SEE: TechRepublic Premium editorial calendar: IT policies, checklists, toolkits, and research for download (TechRepublic Premium)

“Then the data set can grow. They can prepare data and munge it from eight different sources — in Azure Data Lake, hundreds of millions of rows, or billions of rows — and a business analyst can do it without any IT involvement. Instead of waiting in line for IT to be able to serve your needs, you help yourself — and by the way, you’re helping yourself in an environment where IT has full visibility, governance and control.” 

IT can monitor Power BI data usage, which integrates with the new Azure Purview service for unified data governance across an organisation, as customers adopt other parts of the Azure data stack like Azure Synapse Analytics. “Those are things where IT gets involved, and it’s really a partnership between IT and business. Power BI Premium allows IT to feel confident that business is doing things that are completely appropriate within the policies,” Ulag noted. 
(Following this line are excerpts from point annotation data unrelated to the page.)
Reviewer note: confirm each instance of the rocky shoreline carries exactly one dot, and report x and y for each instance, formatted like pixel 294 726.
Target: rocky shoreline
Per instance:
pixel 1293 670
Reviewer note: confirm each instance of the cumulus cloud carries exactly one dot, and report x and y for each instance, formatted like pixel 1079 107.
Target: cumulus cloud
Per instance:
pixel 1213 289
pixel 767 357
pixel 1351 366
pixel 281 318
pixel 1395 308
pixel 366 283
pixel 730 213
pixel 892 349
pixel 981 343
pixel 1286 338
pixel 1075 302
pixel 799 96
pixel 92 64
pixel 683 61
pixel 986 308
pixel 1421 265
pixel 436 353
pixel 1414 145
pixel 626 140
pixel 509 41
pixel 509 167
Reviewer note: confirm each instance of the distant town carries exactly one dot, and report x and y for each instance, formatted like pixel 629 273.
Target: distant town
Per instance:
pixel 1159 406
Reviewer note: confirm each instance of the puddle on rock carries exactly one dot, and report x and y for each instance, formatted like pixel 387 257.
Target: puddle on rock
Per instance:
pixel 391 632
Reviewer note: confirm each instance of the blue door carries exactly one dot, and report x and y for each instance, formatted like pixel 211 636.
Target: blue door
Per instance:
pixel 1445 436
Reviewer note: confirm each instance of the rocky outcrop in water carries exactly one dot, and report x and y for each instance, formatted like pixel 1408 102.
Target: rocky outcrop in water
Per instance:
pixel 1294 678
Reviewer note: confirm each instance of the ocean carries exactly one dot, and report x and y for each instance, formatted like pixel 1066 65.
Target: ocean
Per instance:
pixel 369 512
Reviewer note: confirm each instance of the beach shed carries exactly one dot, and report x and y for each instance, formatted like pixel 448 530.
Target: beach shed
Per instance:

That lets business users dig into the big data coming out of production systems like ecommerce, Ulag said. “Cosmos DB is used for lots of unstructured data — it’s not just a relational store, you can store all kinds of data in it. And guess what, Cognitive Services built into Power BI is really helpful for the business analyst. I have a whole bunch of text, which is user reviews sitting in my Cosmos DB database, and I want to understand the sentiment, I want to understand the topics folks are talking about. I just drag it into Power BI, and with a few clicks I can use sentiment analysis, I can use the phrase extraction.” 

“Another common scenario is that people connect Cosmos DB to Synapse with Azure Synapse Link, and Power BI and Synapse work great together. You can open up the Cosmos DB data in Synapse, replicated in near real time, and do whatever you want with all the capabilities of Power BI Premium. It opens it up for business to be able to really get working with data.”